The Monsters in the Curtain

I’m five. The window in the door to my bedroom is covered with an old ratty curtain to keep out the light from the kitchen. On the other side, my mom is cleaning, or maybe reading at the table, but as cozy as it sounds, I am terrified. To my five year old brain hooked on its own imagination, the way the light comes through the holes in the curtain looks like monsters. Not the funny cute monsters of Sesame Street or the Muppets, but real snarling monsters with big teeth that probably want to eat me in my sleep. At first I try to stay awake to protect myself, but I can never quite manage it, so I cover my head with the blanket and slip off into sleep hoping they won’t have eaten my toes in the morning. This happens night after night, and then something shifts. I start to imagine that maybe I can befriend the monsters. A tentative friendship to be sure, because everyone knows you have to keep monsters happy, but worth a try. So I name them after my kindergarten friends. And I talk to them every night as I’m falling asleep. I tell them about my day, and ask them about theirs. I laugh at their jokes, even when they aren’t funny. It becomes a ritual and the monsters in my curtain shift – from something frightening, to a fun and magical way to end the day. 

 

This blog post could be about befriending our monsters. That would be a good one. But it’s about the power of imagination and what we can do when we break out of what we are told is possible. 

 

We tend to think that this is a skill that kids have that we eventually grow out of, but that is not true. We imagine throughout our lifetime, and we can create amazing things out of that imagining. It takes a certain kind of energy that can sometimes be hard to access when we are steeped in the mundane of the day to day, but it is also a rich ground for transformation. We create things in our minds, and then, with planning and collaboration, we can sometimes create them in real life. 

 

Why do we even want it?

 

At Big Waves, we work with a lot of organizations that are trying to address big complex problems. And big problems require big wild ideas. Like the idea that we could have an end to poverty. Or the idea that it’s possible to have a world without prisons. We can tend to forget that the things we take for granted didn’t always exist, but when we stop and think about it, everything that was purposefully created by humans (for good and bad) started at least partly from an imagined idea (combined with a whole lot of chance, fortuitous mistakes, and complex unconscious dynamics). From an invention as simple as a paperclip to a social institution as complex as a health care system, it started from an imagined possible future (of being able to temporarily hold paper together, or to keep a society healthy). 

 

We don’t have to leave it to the billionaires to imagine robot futures that involve rich people going to Mars and technological developments that continue to exploit every part of this living planet. I believe in the big, wild solutions to complex problems that come from the imaginations of people who actually care about wellbeing and justice, and that is a space we can do more to nurture. 

 

So why does it seem so hard to actually do this? 

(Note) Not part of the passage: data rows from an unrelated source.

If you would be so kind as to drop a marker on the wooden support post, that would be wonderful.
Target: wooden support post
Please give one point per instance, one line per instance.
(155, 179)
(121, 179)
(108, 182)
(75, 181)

Imagination is an amazing tool that we are always carrying around with us, and yet there are all kinds of reasons that we don’t necessarily access it when we need it. Let’s explore some of those reasons.

 

Maybe we get comfortable

You know that thing that happens when you know that the way you are doing something isn’t perfect, but you’ve been doing it that way for a long time, and it’s sort of good enough in a shruggy kind of way, and the idea of trying to do something different just feels like such a slog? We get in a rut. Or maybe we get convinced that the tried and true way is the only way, even if it’s possible that there could be something better. 

 

Let’s look at the example of nonprofit funding. When I first started working in the sector, I remember hearing people talk about how funding in Canada is more predictable than in the United States, and comes from a smaller number of funders. And people talked about that as a good thing, but also as something that keeps organizations hooked on their funding arrangements. It meant that US nonprofits were a bit more imaginative in how they got funding. They might apply for grants, but they also had to find other innovative ways of resourcing themselves for the work they needed to do, like having a membership base or donor drives. Over the last couple of decades, it has become harder for nonprofits in Canada to meet their funding needs, as the need grows but the traditional funding sources don’t, but because of the habit of applying for funding, it is sometimes hard to imagine other solutions. 

 

Maybe we numb out or check out

Let’s face it, life is very demanding. Everyone is exhausted. Rates of burnout are through the roof. Imagination feels amazing and energizing when we can tap into it, but it takes a certain amount of energy, space and curiosity to get the creative engines going. And the smart phone scroll sometimes feels like the only possibility in the moments between the items on the urgent to-do list, or the worn out time at the end of the day.  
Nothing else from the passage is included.